Losing for Me Journey - 4/7/17
Friday, April 07, 2017
Yesterday was an okay day at work. There was the usual drama. I need to get physical therapy and my manager wants me to get intermittent FMLA to do it. I'm going to follow up with the physical therapists near my job to see if they can accommodate my schedule and do it before work or during lunch before I take unpaid time. I should not be surprised by my manager's response. She is something else.
I need to find another job. I dread going to work every day and I know a large portion of my stress is work related. I've started looking and I hope I find something soon.
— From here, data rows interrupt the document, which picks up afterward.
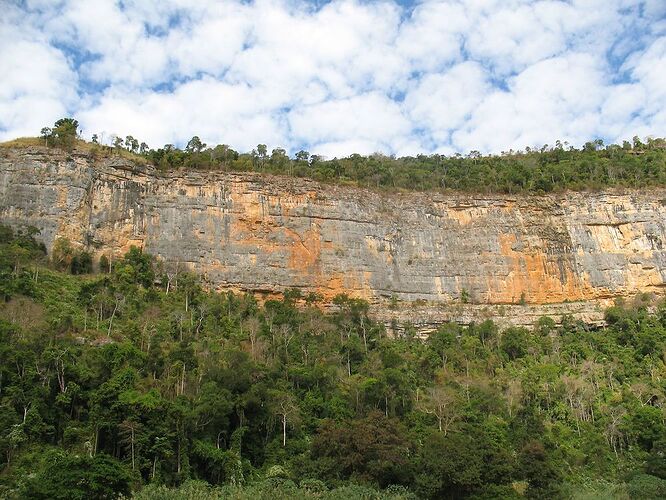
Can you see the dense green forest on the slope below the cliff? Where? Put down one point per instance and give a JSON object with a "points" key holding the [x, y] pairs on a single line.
{"points": [[123, 378]]}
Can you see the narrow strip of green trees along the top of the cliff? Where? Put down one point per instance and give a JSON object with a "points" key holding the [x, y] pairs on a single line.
{"points": [[549, 168]]}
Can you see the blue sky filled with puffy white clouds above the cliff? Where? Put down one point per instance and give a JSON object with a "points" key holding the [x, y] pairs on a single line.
{"points": [[341, 77]]}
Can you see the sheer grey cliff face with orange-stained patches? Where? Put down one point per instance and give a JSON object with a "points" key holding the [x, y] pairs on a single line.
{"points": [[422, 254]]}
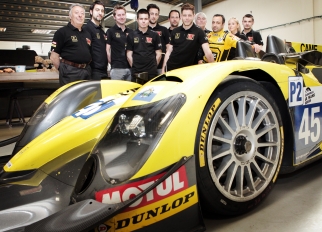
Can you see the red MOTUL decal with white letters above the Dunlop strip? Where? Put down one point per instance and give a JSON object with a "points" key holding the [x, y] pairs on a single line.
{"points": [[175, 183]]}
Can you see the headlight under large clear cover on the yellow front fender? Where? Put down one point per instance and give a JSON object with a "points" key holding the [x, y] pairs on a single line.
{"points": [[133, 135]]}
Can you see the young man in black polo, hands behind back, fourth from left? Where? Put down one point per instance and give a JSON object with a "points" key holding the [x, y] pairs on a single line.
{"points": [[143, 47]]}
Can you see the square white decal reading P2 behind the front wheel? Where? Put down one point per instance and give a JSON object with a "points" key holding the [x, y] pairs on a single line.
{"points": [[295, 91]]}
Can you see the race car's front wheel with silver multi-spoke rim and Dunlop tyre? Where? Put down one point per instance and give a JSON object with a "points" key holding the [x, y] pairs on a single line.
{"points": [[239, 145]]}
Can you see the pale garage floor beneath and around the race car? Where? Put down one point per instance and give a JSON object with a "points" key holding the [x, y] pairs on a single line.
{"points": [[294, 205]]}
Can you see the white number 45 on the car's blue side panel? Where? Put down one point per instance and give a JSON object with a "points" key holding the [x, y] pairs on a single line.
{"points": [[310, 127]]}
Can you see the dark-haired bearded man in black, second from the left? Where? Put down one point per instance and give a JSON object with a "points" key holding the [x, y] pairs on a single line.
{"points": [[98, 38]]}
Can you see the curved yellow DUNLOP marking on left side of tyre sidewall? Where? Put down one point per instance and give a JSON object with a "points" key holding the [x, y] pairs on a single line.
{"points": [[204, 131]]}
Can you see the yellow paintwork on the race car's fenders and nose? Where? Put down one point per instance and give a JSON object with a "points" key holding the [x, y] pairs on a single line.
{"points": [[198, 83]]}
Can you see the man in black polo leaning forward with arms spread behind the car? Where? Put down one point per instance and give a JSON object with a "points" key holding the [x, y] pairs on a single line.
{"points": [[185, 42]]}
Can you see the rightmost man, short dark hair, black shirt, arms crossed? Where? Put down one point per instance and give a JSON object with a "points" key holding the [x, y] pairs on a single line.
{"points": [[251, 35]]}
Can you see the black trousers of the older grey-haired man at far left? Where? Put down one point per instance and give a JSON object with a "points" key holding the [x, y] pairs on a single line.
{"points": [[68, 73]]}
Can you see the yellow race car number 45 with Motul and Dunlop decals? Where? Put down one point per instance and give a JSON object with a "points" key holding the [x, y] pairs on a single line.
{"points": [[212, 138]]}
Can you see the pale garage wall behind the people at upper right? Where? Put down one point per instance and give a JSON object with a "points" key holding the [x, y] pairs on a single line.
{"points": [[269, 14]]}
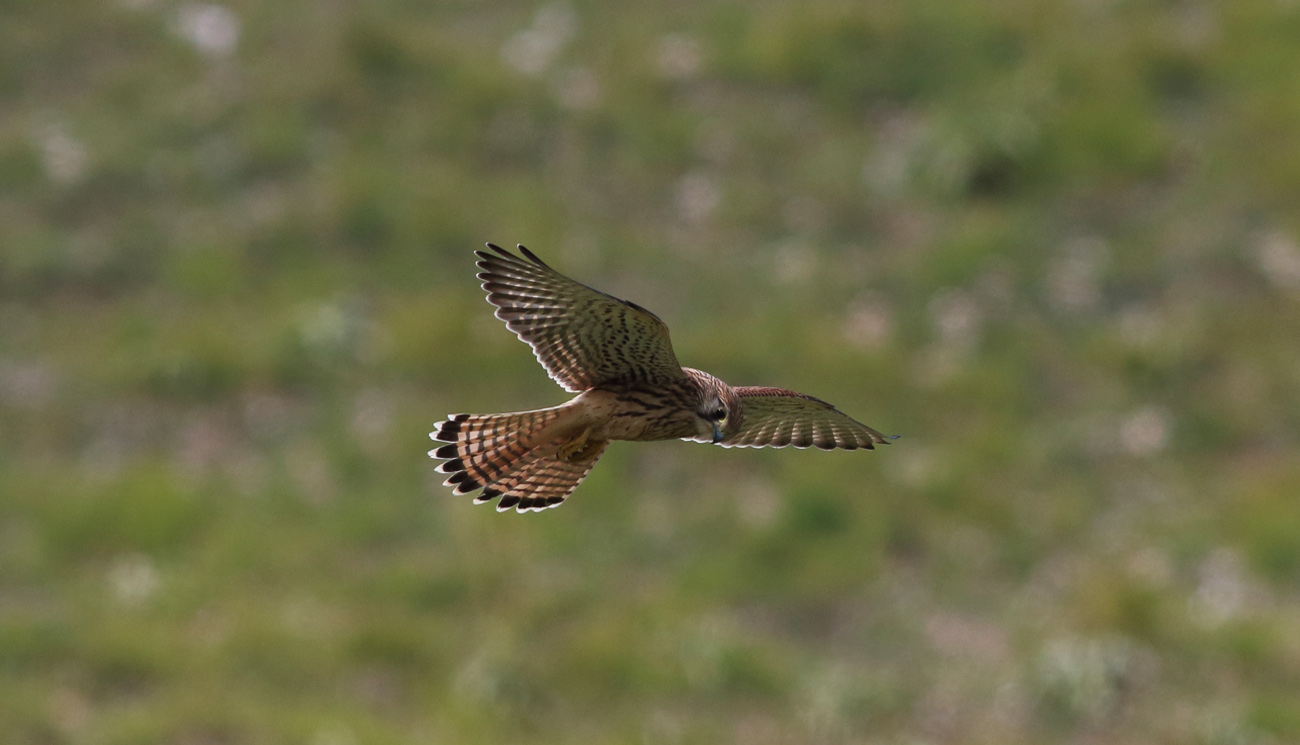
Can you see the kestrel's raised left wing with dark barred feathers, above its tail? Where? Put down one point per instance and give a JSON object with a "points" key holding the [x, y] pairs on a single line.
{"points": [[582, 336]]}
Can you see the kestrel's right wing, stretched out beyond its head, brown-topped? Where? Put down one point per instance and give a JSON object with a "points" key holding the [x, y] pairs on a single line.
{"points": [[774, 417]]}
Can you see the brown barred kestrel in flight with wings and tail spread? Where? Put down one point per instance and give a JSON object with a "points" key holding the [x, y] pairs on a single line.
{"points": [[618, 358]]}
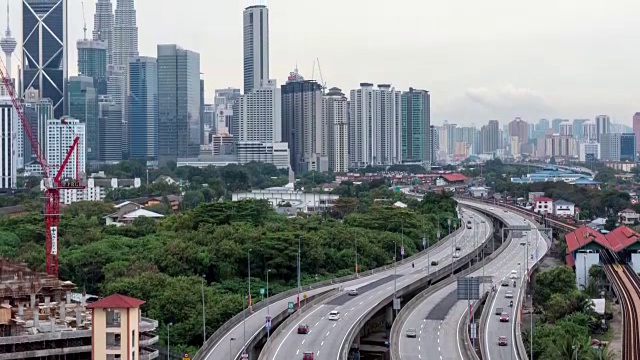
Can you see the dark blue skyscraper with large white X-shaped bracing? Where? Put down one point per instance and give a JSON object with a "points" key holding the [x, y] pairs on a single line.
{"points": [[44, 50]]}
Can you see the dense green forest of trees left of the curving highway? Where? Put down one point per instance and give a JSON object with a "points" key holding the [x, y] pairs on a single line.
{"points": [[163, 261]]}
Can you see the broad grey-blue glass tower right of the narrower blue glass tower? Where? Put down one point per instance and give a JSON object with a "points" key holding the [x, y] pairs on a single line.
{"points": [[178, 103]]}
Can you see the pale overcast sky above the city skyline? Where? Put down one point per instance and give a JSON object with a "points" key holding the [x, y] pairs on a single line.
{"points": [[481, 60]]}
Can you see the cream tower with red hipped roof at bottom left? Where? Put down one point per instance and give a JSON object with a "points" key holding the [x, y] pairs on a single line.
{"points": [[116, 328]]}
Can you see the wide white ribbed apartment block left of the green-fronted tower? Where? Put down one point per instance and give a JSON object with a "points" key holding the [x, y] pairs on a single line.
{"points": [[374, 127]]}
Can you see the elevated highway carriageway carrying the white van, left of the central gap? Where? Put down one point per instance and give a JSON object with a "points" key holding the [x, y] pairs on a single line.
{"points": [[326, 337]]}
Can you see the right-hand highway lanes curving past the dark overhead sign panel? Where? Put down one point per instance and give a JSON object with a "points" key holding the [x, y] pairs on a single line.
{"points": [[437, 318]]}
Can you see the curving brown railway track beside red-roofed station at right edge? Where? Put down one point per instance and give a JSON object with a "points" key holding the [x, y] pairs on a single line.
{"points": [[627, 285]]}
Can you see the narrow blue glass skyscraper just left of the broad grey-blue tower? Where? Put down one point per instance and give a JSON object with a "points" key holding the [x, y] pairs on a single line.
{"points": [[143, 108]]}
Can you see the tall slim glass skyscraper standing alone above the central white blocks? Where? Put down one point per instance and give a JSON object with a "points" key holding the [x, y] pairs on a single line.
{"points": [[256, 46]]}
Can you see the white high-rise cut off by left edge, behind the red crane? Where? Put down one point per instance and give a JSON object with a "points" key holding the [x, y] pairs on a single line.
{"points": [[8, 154]]}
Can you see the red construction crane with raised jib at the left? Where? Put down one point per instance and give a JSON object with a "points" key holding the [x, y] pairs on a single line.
{"points": [[52, 186]]}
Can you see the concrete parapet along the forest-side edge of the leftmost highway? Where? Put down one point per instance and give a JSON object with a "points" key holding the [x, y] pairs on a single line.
{"points": [[237, 319]]}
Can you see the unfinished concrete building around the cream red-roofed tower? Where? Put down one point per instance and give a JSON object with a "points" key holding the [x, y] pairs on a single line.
{"points": [[41, 318]]}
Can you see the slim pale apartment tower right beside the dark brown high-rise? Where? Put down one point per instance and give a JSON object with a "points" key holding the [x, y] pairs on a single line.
{"points": [[335, 114]]}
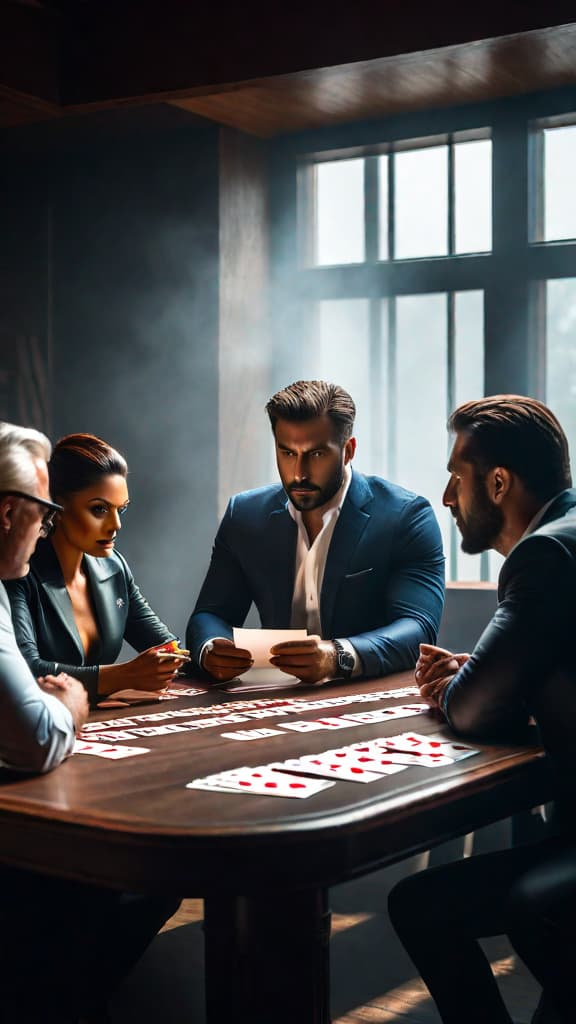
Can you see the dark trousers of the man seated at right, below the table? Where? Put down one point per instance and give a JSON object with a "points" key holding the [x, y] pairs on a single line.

I was so glad the snow never came. I was worried about that. I had an interesting ride on the train home. I was talking to one of my train buddies and I found myself sharing about my childhood. I grew up with a mom who was clinically depressed and was not being treated. I know that now but as a child I didn't know why my mom never left the house. My childhood was an odd one. For several years we lived in an abandoned building that did not have running water. It was a very lonely time for me. I couldn't tell anyone and had no friends until the 7th grade. I've always felt like I never fit in with anyone. I think my childhood is part of the reason why.
I'm happy I'm able to talk about my childhood. I hid it for years as an adult. I'm proud of the things I've accomplished in my life. I finished school through grad school with high grades. Growing up very poor does not mean you can be successful.
I'm aiming for a successful weekend and a decent Friday at work today.